Natürlich ist es von Vorteil, regelmäßiger Radfahrer zu sein, bevor man solche Etappen in Angriff nimmt. Aber wirklich sportlich, wirklich durchtrainiert muss man nicht sein. Wichtiger ist, dass der Kopf bereit ist, sich darauf einzulassen.
Andere Kopfsachen. Lange Radfahrten ermüden nicht nur die Beine, die Arme, den Körper, sondern vor allem den Kopf. Auf einer Fahrt von Frankfurt nach Kassel bin ich zum Frühstücken in Gießen verabredet. Satt und zufrieden setze ich die Fahrt danach fort. Irgendwo weit hinter Marburg schlägt die Langeweile des Vor-sich-hin-Tretens in Müdigkeit um, das Rad rollt zäh und schwer, die Konzentration lässt merklich nach. Höchste Zeit für eine Pause. Im nächsten Dorf gehe ich in einen Getränkemarkt, um meine Vorräte aufzufüllen. Wasser, Saft, Schokoriegel, Kekse. An der Kasse entwickelt sich ein kurzes Gespräch mit der Chefin des Ladens, über das Woher und Wohin, über die richtigen Getränke und die passenden Schokoriegel, über das Wetter und die Jahreszeit.

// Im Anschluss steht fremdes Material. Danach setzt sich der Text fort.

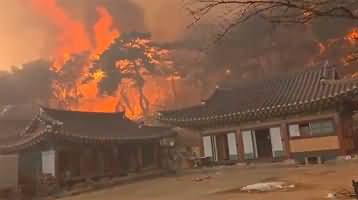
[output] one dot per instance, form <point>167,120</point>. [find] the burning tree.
<point>131,61</point>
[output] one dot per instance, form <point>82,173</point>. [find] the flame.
<point>73,38</point>
<point>352,36</point>
<point>71,34</point>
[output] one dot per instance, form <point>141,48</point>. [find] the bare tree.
<point>275,11</point>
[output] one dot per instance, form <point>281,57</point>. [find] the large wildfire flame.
<point>72,40</point>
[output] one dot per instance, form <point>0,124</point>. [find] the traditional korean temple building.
<point>305,115</point>
<point>75,146</point>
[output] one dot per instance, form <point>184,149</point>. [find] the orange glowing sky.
<point>25,35</point>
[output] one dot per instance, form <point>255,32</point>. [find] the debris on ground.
<point>267,187</point>
<point>341,194</point>
<point>202,178</point>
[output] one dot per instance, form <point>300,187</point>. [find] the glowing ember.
<point>352,37</point>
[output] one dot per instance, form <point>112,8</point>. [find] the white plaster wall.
<point>8,171</point>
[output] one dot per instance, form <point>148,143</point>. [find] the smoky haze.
<point>26,35</point>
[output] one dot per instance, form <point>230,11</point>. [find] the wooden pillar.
<point>339,131</point>
<point>286,139</point>
<point>139,157</point>
<point>157,154</point>
<point>101,156</point>
<point>116,168</point>
<point>240,145</point>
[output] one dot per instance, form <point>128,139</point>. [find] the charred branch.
<point>274,11</point>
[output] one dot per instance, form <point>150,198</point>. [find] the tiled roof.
<point>80,127</point>
<point>315,88</point>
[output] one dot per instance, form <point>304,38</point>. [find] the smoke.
<point>26,34</point>
<point>30,82</point>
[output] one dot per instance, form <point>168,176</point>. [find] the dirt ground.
<point>224,183</point>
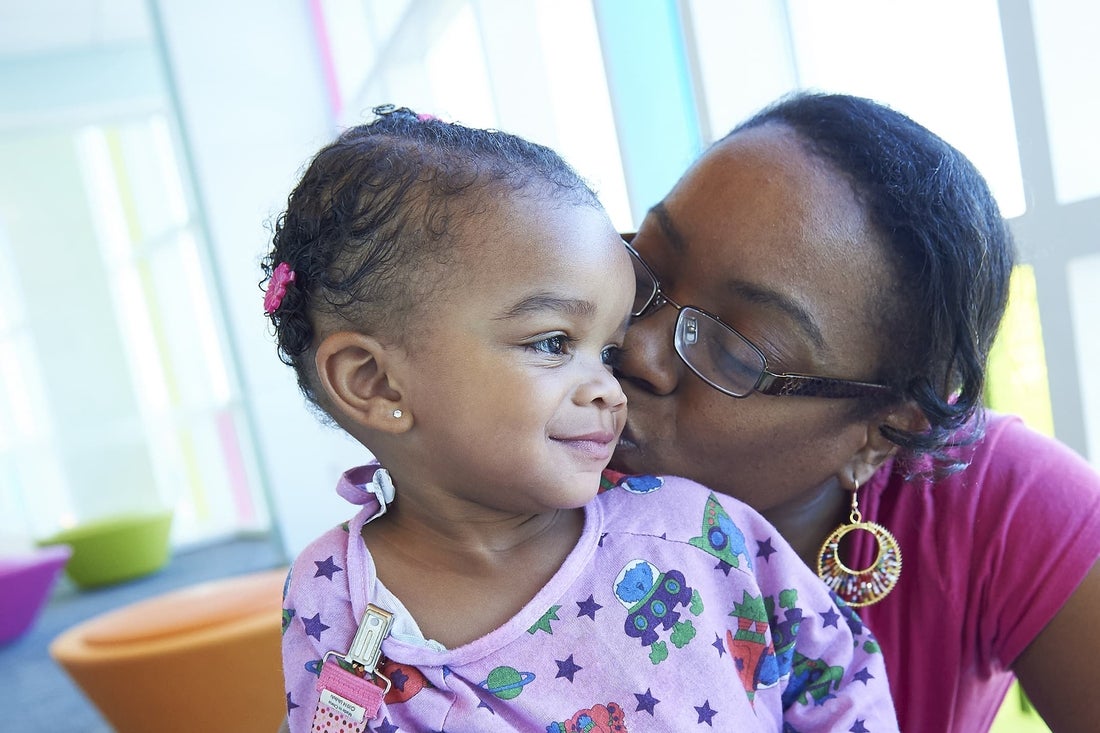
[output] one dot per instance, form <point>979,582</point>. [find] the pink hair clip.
<point>276,288</point>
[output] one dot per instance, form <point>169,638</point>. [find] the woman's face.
<point>773,242</point>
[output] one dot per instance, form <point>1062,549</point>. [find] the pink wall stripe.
<point>328,65</point>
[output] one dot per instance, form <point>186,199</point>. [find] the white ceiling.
<point>47,26</point>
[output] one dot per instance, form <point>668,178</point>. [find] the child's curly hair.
<point>378,205</point>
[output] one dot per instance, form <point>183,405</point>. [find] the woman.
<point>835,238</point>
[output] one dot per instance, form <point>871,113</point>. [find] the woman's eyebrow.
<point>548,302</point>
<point>669,227</point>
<point>750,292</point>
<point>767,296</point>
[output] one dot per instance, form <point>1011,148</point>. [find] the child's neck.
<point>462,580</point>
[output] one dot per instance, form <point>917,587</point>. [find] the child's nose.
<point>602,387</point>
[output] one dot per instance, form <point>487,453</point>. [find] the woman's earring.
<point>870,584</point>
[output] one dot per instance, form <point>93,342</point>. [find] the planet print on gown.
<point>507,682</point>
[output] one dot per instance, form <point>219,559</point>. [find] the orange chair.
<point>201,658</point>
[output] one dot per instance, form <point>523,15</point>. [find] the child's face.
<point>513,403</point>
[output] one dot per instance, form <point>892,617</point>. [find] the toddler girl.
<point>452,298</point>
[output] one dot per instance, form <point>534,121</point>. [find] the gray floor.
<point>37,697</point>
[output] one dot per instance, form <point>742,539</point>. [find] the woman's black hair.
<point>378,205</point>
<point>950,250</point>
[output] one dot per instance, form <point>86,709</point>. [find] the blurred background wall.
<point>146,145</point>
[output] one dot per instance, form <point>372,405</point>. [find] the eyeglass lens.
<point>714,351</point>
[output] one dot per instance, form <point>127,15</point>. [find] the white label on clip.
<point>366,645</point>
<point>345,707</point>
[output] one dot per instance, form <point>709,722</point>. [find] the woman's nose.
<point>648,359</point>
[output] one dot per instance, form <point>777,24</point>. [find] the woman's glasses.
<point>725,359</point>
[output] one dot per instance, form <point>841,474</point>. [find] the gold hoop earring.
<point>872,583</point>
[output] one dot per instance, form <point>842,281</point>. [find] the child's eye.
<point>552,345</point>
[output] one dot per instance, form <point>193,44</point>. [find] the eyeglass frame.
<point>768,382</point>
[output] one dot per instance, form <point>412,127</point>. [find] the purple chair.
<point>25,581</point>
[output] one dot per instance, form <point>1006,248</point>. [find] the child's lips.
<point>596,445</point>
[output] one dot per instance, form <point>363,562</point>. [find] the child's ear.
<point>356,373</point>
<point>877,448</point>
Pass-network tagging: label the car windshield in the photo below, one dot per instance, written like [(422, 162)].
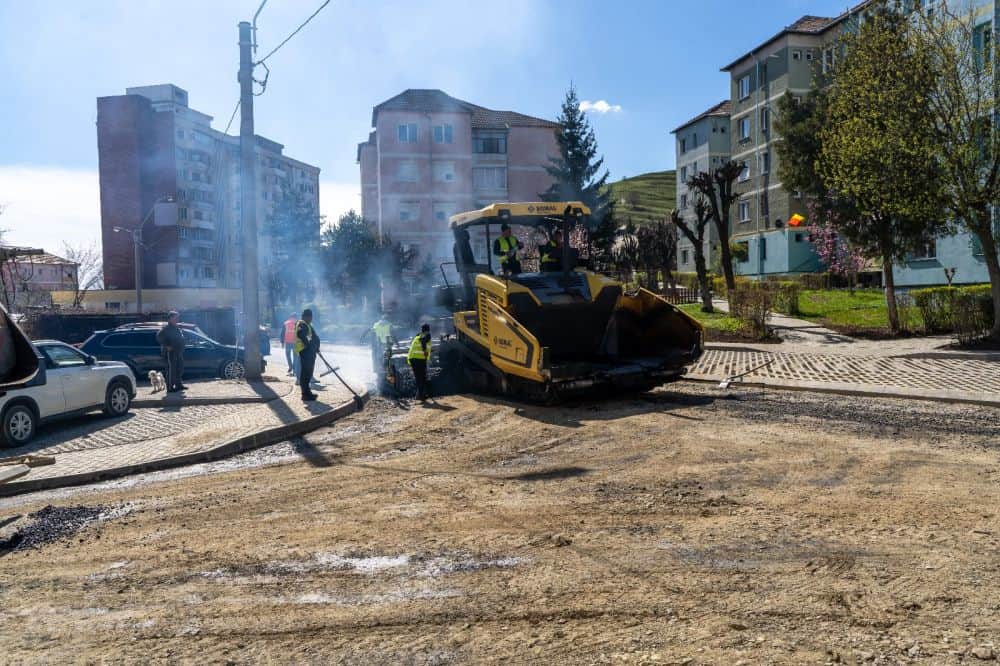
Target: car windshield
[(61, 356)]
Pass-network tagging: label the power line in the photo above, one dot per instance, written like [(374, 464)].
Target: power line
[(232, 117), (294, 32)]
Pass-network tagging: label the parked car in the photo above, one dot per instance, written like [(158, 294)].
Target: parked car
[(136, 346), (68, 382)]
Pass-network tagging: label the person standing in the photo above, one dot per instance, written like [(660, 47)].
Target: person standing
[(306, 347), (171, 341), (418, 358), (288, 339), (506, 247)]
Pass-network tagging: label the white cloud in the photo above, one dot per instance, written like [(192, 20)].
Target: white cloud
[(600, 106), (335, 199), (46, 206)]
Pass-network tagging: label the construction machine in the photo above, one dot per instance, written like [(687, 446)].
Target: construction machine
[(557, 333)]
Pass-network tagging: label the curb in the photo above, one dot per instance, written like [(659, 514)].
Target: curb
[(949, 397), (224, 450)]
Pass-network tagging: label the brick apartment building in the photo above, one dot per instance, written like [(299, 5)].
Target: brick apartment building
[(152, 145), (431, 156)]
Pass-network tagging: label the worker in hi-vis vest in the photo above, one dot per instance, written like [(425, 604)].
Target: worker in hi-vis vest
[(288, 340), (419, 356), (506, 247), (306, 348)]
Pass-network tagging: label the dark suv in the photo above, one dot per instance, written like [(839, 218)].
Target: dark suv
[(136, 346)]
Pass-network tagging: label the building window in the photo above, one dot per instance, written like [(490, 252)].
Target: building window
[(744, 128), (489, 145), (406, 172), (444, 172), (925, 251), (744, 211), (407, 133), (829, 59), (444, 134), (489, 178), (744, 84), (765, 162)]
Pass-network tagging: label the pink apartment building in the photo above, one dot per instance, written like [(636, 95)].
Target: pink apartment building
[(431, 156)]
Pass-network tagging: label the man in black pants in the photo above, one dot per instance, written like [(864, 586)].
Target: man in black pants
[(171, 340), (307, 347), (420, 354)]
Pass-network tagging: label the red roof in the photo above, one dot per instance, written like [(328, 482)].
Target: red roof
[(437, 101)]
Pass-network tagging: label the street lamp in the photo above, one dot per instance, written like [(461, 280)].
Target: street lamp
[(138, 247)]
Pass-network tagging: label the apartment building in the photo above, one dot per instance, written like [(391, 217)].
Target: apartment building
[(788, 62), (701, 144), (161, 162), (431, 155)]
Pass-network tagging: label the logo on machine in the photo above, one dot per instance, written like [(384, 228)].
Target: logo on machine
[(500, 342)]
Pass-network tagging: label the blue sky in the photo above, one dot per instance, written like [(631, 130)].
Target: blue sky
[(656, 60)]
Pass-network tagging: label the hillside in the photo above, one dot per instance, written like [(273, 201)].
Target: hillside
[(650, 196)]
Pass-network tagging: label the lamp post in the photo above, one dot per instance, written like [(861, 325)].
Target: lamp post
[(138, 247)]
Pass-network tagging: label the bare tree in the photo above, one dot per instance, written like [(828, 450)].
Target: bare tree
[(717, 189), (695, 233), (88, 273)]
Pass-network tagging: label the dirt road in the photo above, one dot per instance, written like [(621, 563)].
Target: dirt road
[(688, 526)]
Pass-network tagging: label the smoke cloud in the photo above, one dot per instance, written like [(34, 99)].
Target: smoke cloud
[(600, 106)]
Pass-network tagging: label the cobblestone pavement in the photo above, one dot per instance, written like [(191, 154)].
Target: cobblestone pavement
[(93, 443), (921, 377)]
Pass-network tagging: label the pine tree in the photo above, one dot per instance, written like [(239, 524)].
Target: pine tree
[(578, 176)]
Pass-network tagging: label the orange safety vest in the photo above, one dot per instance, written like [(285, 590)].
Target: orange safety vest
[(290, 331)]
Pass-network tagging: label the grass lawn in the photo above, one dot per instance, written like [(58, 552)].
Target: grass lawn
[(656, 196), (719, 326), (863, 313)]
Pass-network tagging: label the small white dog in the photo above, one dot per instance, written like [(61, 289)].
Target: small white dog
[(157, 380)]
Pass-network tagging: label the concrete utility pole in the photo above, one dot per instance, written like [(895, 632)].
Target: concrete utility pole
[(248, 207)]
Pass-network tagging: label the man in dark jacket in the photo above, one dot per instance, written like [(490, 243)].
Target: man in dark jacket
[(171, 340), (307, 347)]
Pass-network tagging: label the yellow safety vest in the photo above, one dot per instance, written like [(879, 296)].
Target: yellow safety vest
[(382, 331), (417, 352), (506, 245), (299, 345), (549, 256)]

Danach steige ich wieder aufs Rad. Die Müdigkeit scheint verflogen, die Konzentration ist wieder da, und die nächste Steigung ist weit weniger schlimm als befürchtet. Körperlich bestand kaum Gelegenheit zu echter Regeneration, aber im Kopf hat sich etwas getan, hat mich etwas aus meiner Lethargie geholt, etwas, das viele Kilometer weiter trägt. Nicht ganz bis nach Kassel, zugegebenermaßen, aber doch ein erhebliches Stück der Strecke.
Im September war ich ein paar Tage im Schwarzwald unterwegs. Nach drei Tagen Berg- und Talfahrten und einem Pausentag sitze ich etwas abgeschafft auf dem Rad. Der erste Hügel ist steil, die darauf folgende mäßige Steigung zieht sich zäh. Im Wald vor dem Schluchsee verfahre ich mich, danach gerate ich auf den ausgewiesenen, aber leider miserablen Weg. Es will nicht richtig vorangehen. Einkaufen im Dorf, Brezeln und Bananen wandern in den Rucksack. Doch auch das hilft kaum. Auf dem Radstreifen entlang des Sees folgt mir ein Radfahrer auf einem Rennrad. Nach einigen Minunte setzt er zum Überholen an. Spricht mich an. Was das für ein Rad sei, auf dem ich sitze. Ob ich mit dem Nabendynamo zufrieden sei, wie ich die Lichtausbeute beurteile, und dass es kaum ein besseres Produkt gäbe, hierzulande. Wohin ich wolle, und woher ich komme. Er selbst fahre nur mal eine kurze Runde, sei aber in Karlsruhe täglich mit dem Rad unterwegs und ebenfalls ADFC-Mitglied. Das Gespräch zieht sich am See entlang, wir werden schneller und schneller, plötzlich läufts. Am Kiosk gegenüber der Staumauer trennen wir uns. Ich rolle zum Kaffee, er zur B500. Als ich nach einer kurzen Pause wieder im Sattel sitze, flitze ich leicht und locker auf dem Radweg der Bundesstraße entlang. Die Beine, sollte man meinen, sind noch die vom frühen Vormittag, doch der Kopf scheint ein anderer zu sein. Und der entscheidet sich für das Weiterfahren. Am späten Nachmittag schieße ich noch locker 30 km über das anvisierte Ziel hinaus, bevor ich bei Basel in einem Gasthof einkehre. Da hatte dann auch der Kopf genug.